International career
- 1980: Norway U16 / 2 / (0)
- 1981: Norway U19 / 2 / (0)
- 1982–1985: Norway U21 / 16 / (1)
- 1987: Norway / 1 / (0)

Managerial career
- 1996: Vang (player-manager)
- 1997–1998: Hamkam (assistant)

= Cato Erstad =

Norwegian footballer (born 1964)

Cato Erstad (born 31 January 1964) is a Norwegian footballer.

==Football career==
Erstad played on the fourth tier for Hamar IL before joining Hamarkameratene in 1982.
He made his senior debut for Hamkam in April 1982, scoring in his debut against Moss.

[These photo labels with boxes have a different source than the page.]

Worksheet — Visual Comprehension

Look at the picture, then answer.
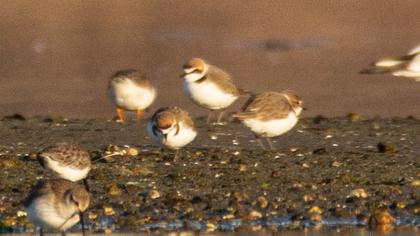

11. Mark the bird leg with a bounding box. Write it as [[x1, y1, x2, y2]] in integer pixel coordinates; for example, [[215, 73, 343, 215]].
[[255, 136, 266, 151], [206, 110, 213, 125], [217, 110, 225, 124], [265, 137, 275, 152], [173, 149, 179, 162], [115, 107, 125, 123], [83, 178, 90, 192], [79, 212, 86, 236], [136, 108, 143, 120]]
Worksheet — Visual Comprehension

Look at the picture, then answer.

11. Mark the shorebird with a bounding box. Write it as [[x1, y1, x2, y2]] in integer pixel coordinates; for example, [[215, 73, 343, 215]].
[[360, 45, 420, 82], [181, 58, 246, 124], [23, 179, 90, 235], [233, 91, 303, 150], [37, 142, 92, 191], [147, 107, 197, 160], [108, 69, 156, 122]]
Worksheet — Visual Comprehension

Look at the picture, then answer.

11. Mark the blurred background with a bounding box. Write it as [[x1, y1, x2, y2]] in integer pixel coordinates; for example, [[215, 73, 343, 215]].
[[0, 0, 420, 118]]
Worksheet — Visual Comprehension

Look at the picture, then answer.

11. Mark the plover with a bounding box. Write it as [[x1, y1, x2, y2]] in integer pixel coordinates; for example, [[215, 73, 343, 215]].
[[23, 179, 90, 235], [233, 91, 303, 150], [181, 58, 245, 124], [360, 45, 420, 82], [108, 69, 156, 122], [37, 142, 92, 190], [147, 107, 197, 159]]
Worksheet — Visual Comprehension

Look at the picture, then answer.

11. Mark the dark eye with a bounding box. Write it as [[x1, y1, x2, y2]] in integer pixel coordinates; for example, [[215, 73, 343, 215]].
[[152, 125, 160, 136]]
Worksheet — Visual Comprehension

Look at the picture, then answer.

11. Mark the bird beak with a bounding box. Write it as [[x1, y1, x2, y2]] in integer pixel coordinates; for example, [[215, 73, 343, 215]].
[[179, 72, 188, 79], [79, 211, 86, 236]]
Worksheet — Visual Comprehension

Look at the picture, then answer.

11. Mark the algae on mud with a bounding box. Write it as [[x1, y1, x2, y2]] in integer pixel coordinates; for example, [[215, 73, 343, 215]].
[[0, 116, 420, 232]]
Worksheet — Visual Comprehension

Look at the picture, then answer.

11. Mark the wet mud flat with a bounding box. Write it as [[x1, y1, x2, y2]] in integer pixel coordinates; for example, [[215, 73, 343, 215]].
[[0, 114, 420, 233]]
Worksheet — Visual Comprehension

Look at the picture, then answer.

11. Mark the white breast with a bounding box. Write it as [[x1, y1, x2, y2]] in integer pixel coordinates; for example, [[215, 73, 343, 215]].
[[147, 122, 197, 149], [108, 80, 156, 111], [26, 198, 79, 230], [45, 157, 90, 182], [242, 112, 298, 137], [184, 80, 238, 110]]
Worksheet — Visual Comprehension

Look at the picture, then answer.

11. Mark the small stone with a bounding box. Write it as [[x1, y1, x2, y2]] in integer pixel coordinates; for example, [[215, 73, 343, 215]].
[[108, 183, 122, 196], [308, 206, 323, 214], [331, 161, 343, 167], [16, 211, 27, 217], [289, 147, 299, 153], [103, 206, 115, 216], [347, 112, 362, 122], [350, 188, 367, 198], [303, 194, 314, 202], [377, 143, 396, 153], [223, 214, 235, 220], [257, 196, 268, 208], [104, 227, 112, 234], [131, 166, 153, 176], [410, 179, 420, 187], [127, 147, 139, 156], [1, 160, 16, 169], [369, 210, 395, 230], [311, 214, 322, 223], [88, 212, 98, 220], [149, 189, 160, 199], [245, 210, 262, 220]]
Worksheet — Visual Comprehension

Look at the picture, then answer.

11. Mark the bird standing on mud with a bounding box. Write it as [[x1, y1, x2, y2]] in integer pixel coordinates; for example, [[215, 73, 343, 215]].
[[181, 58, 244, 124], [37, 142, 92, 191], [360, 45, 420, 82], [147, 107, 197, 160], [23, 179, 90, 236], [108, 69, 156, 122], [233, 91, 303, 150]]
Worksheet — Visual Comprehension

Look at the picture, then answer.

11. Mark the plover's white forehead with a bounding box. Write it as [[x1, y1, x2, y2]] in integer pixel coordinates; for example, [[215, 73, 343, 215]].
[[184, 68, 196, 73]]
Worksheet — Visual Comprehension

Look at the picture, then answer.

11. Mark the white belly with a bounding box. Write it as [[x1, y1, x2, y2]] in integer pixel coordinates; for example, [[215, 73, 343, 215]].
[[26, 198, 79, 230], [46, 158, 90, 182], [147, 122, 197, 149], [184, 80, 238, 110], [108, 81, 156, 111], [242, 112, 298, 137]]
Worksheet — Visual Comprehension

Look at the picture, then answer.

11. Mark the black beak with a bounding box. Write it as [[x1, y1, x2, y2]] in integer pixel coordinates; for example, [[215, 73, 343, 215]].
[[79, 211, 86, 236], [83, 178, 90, 192]]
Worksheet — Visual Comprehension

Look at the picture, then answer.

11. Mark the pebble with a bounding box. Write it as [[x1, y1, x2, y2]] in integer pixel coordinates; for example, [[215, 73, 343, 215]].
[[350, 188, 368, 198]]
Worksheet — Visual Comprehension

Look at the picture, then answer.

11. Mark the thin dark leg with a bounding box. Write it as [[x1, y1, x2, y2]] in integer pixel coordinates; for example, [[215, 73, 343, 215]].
[[79, 212, 86, 236], [206, 110, 213, 125], [217, 110, 225, 124], [174, 149, 179, 162], [83, 178, 90, 192], [265, 137, 275, 151], [255, 137, 266, 151]]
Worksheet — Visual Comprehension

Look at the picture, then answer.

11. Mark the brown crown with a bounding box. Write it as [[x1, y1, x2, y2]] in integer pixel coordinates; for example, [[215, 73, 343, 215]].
[[183, 58, 205, 71]]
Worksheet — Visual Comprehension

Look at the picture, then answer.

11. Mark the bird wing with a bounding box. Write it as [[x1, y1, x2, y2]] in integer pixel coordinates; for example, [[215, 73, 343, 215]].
[[234, 92, 292, 121], [205, 65, 241, 96], [39, 143, 90, 168]]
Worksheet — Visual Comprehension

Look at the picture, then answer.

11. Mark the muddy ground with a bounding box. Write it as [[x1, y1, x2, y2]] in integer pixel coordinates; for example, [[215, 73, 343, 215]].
[[0, 114, 420, 232]]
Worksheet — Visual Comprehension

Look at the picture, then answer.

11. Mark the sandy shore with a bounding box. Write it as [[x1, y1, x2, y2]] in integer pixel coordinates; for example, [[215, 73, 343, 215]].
[[0, 114, 420, 232]]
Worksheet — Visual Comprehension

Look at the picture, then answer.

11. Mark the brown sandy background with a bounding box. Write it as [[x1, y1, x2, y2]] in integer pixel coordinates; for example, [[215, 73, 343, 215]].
[[0, 0, 420, 118]]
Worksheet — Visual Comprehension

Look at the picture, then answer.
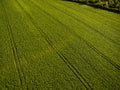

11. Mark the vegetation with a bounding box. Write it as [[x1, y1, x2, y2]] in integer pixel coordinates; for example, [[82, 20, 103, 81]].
[[0, 0, 120, 90], [68, 0, 120, 13]]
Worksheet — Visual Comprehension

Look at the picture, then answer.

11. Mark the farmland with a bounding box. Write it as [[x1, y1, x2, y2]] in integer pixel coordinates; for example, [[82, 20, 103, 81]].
[[0, 0, 120, 90]]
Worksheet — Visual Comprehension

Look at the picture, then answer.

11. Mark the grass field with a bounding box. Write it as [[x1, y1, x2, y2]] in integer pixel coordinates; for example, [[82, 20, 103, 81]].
[[0, 0, 120, 90]]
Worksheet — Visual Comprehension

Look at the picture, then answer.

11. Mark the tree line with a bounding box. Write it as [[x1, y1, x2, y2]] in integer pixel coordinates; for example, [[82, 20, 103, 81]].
[[69, 0, 120, 12]]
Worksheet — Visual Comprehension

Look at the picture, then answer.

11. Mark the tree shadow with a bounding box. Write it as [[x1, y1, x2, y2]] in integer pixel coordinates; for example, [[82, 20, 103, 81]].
[[62, 0, 120, 14]]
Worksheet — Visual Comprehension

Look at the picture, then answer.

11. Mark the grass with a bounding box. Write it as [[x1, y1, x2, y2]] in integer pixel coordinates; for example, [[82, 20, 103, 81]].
[[0, 0, 120, 90]]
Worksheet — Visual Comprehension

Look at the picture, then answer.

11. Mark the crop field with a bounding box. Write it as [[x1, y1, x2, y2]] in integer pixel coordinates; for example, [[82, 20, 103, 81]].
[[0, 0, 120, 90]]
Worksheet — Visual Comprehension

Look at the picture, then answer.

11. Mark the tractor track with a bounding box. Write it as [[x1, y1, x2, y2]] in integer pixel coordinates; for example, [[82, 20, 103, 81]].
[[26, 2, 120, 70], [16, 0, 93, 90], [40, 3, 120, 46], [1, 4, 26, 89], [62, 1, 120, 26]]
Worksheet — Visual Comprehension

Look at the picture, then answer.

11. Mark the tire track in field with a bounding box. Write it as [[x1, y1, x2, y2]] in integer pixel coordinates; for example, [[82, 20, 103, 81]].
[[1, 4, 26, 89], [42, 2, 120, 46], [28, 2, 120, 70], [16, 0, 93, 90]]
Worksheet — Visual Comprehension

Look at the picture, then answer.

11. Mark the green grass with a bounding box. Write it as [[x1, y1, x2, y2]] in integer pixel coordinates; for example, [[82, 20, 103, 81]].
[[0, 0, 120, 90]]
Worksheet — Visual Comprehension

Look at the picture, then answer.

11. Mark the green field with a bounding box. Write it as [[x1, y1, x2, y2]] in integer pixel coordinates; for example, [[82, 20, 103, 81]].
[[0, 0, 120, 90]]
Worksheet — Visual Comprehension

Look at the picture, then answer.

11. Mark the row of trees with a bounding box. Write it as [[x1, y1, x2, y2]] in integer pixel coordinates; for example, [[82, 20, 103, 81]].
[[71, 0, 120, 11]]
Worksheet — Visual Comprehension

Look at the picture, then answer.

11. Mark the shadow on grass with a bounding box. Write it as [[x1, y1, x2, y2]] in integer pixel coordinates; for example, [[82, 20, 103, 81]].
[[62, 0, 120, 14]]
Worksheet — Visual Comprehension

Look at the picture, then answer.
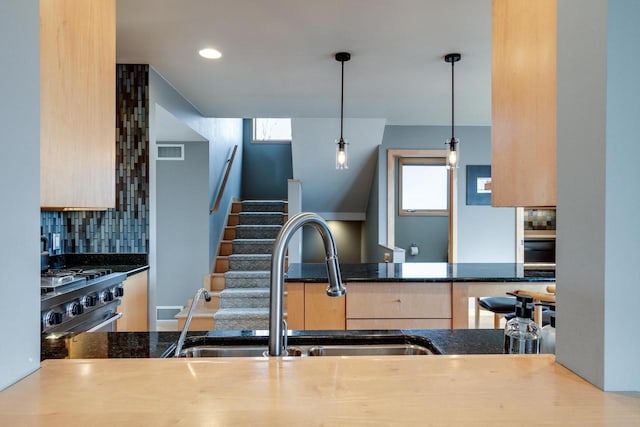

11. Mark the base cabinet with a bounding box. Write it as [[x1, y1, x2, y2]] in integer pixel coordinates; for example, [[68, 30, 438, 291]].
[[346, 282, 451, 329], [285, 282, 346, 330], [116, 271, 149, 332]]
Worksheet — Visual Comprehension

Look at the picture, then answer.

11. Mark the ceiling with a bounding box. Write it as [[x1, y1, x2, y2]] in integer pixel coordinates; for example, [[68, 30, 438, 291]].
[[117, 0, 491, 125]]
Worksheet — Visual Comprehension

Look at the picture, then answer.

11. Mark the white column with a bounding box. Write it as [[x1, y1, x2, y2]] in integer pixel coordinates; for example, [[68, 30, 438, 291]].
[[556, 0, 640, 391]]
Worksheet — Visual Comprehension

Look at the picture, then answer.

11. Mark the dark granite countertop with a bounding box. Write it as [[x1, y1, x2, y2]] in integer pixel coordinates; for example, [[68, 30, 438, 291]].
[[285, 262, 555, 282], [50, 253, 149, 276], [41, 329, 503, 360]]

He played in one match for the Norway national football team in 1987.

After the 1994 season, he left Hamkam and signed for fellow Mjøsa club Gjøvik-Lyn, who harbored ambitions to play on the second tier by 1998. He held the record in Hamkam for most games played, 506 matches across all competitions.

Ahead of the 1996 season he was announced as player-manager of Vang FL, the club having suffered relegation from the 1995 3. divisjon. Erstad stated that 90% of the player base changed from the previous season to the next.

After Erstad steered Vang to win re-promotion to the 1997 3. divisjon, the coach went on to Hamkam ahead of the 1997 season, where he would coach the B team. After Hamkam's manager Ivar Hoff left in May 1997, Erstad took on the role as assistant manager. Stein Kollshaugen took over Erstad's old job. In June 1998, both were relieved of their positions.

==Bandy==
Erstad also played bandy for Hamar IL, and captained the boys' national team.